Viene infine catturato, alla vigilia di Natale del 1944, insieme a Frank e Reich, e internato nel lager di Via Resia a Bolzano dove, nonostante le gravi sevizie subite e le precarie condizioni fisiche dovute alle fratture riportate in occasione della cattura, riesce a sopravvivere anche per la pietà del medico del campo e ai medicinali introdotti clandestinamente dall'esterno.

  
Arriva l'aprile del 1945, i nazisti ormai consapevoli di essere stati sconfitti, iniziano la smobilitazione del lager di Bolzano e distruggono le prove più compromettenti dei loro crimini. Inoltre liberano gradualmente i detenuti. Anche Quintino proprio nel giorno della Festa del Lavoro 1945, è finalmente libero e si avvia a piedi verso casa in Valle di Fiemme.

 

Ma un nuovo drammatico evento sta per compiersi, nonostante la firma della resa incondizionata delle truppe naziste in Italia sottoscritta il 3 maggio.
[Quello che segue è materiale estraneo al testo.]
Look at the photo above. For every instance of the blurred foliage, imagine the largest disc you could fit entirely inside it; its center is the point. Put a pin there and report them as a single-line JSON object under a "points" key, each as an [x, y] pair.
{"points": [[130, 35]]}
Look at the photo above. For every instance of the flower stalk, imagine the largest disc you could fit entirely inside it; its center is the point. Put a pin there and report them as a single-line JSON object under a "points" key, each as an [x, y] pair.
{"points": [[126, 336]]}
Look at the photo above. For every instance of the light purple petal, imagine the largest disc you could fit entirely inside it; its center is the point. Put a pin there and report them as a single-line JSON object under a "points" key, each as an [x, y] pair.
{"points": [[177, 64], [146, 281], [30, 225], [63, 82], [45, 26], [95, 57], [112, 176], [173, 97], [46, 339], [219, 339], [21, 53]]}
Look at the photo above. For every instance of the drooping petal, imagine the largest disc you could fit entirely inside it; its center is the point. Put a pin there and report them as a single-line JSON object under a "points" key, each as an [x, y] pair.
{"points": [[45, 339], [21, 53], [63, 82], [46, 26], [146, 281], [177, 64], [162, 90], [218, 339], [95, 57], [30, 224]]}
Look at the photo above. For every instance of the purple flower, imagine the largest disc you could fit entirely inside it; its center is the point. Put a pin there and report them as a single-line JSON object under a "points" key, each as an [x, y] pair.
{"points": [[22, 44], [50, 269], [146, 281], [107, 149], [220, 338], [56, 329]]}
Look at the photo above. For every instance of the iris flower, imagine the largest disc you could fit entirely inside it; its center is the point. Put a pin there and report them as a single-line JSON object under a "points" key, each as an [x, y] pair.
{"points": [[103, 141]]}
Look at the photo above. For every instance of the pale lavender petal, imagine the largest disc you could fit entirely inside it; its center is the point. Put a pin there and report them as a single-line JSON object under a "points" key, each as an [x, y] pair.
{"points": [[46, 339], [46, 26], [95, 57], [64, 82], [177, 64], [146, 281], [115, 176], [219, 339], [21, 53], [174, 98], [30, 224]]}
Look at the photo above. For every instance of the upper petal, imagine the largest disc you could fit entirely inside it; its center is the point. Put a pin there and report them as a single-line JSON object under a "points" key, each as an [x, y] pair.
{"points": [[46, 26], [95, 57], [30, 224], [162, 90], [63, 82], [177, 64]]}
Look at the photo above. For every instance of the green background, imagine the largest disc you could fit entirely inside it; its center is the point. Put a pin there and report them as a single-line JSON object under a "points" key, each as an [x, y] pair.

Sulla strada del ritorno a casa, con l'entusiasmo di chi già pensa a un futuro di pace e libertà, incrocia gruppi e colonne di tedeschi in ritirata: li osserva fiero di avere combattuto dalla parte giusta.

 

Da lontano sente il suono delle campane annunciare finalmente la pace, ma, verso l'imbrunire, in un silenzio di piombo, riconosce gli spari dei mitra e della mitraglia tedeschi. Dal profondo del cuore del partigiano Fagioli riemerge lo sgomento della guerra e la rabbia contro i nazisti che disseminano di altro sangue la loro ritirata. E ancora quell'odore di morte, i fumi degli incendi delle case e le macerie: la guerra in quel lembo di terra non era ancora finita.

 

"Il Quintino che noi abbiamo conosciuto - ricorda l'Anpi - vive nel suo maso, ereditato dai nonni. Ama quelle montagne, testimoni della sua avventura partigiana e vive un'esistenza ancora intensa, in simbiosi con la natura e al ritmo delle stagioni. Da quel mondo non ha mai voluto separarsi e in modo ancora autonomo, cura la casa piena di ricordi, taglia la legna, si prepara pasti frugali, ama la compagnia dei suoi animali domestici e di quelli del bosco che lo riconoscono come un amico".

 

Sulla parete del terrazzo di legno il ritratto del 'Che Guevara'. "Una vita - conclude l'Anpi - semplice nello stile ma elevata per la nobiltà dei valori per i quali ha combattuto e di cui è stato interprete. Il Quintino combattente ha pensato bene di finire i suoi lunghi giorni nel suo rifugio. Ci ha lasciato nel sonno, ma ci ha comunque lasciati un po' più soli. Adesso sta a noi far vivere nell'attualità l'energia e la generosità della sua vita".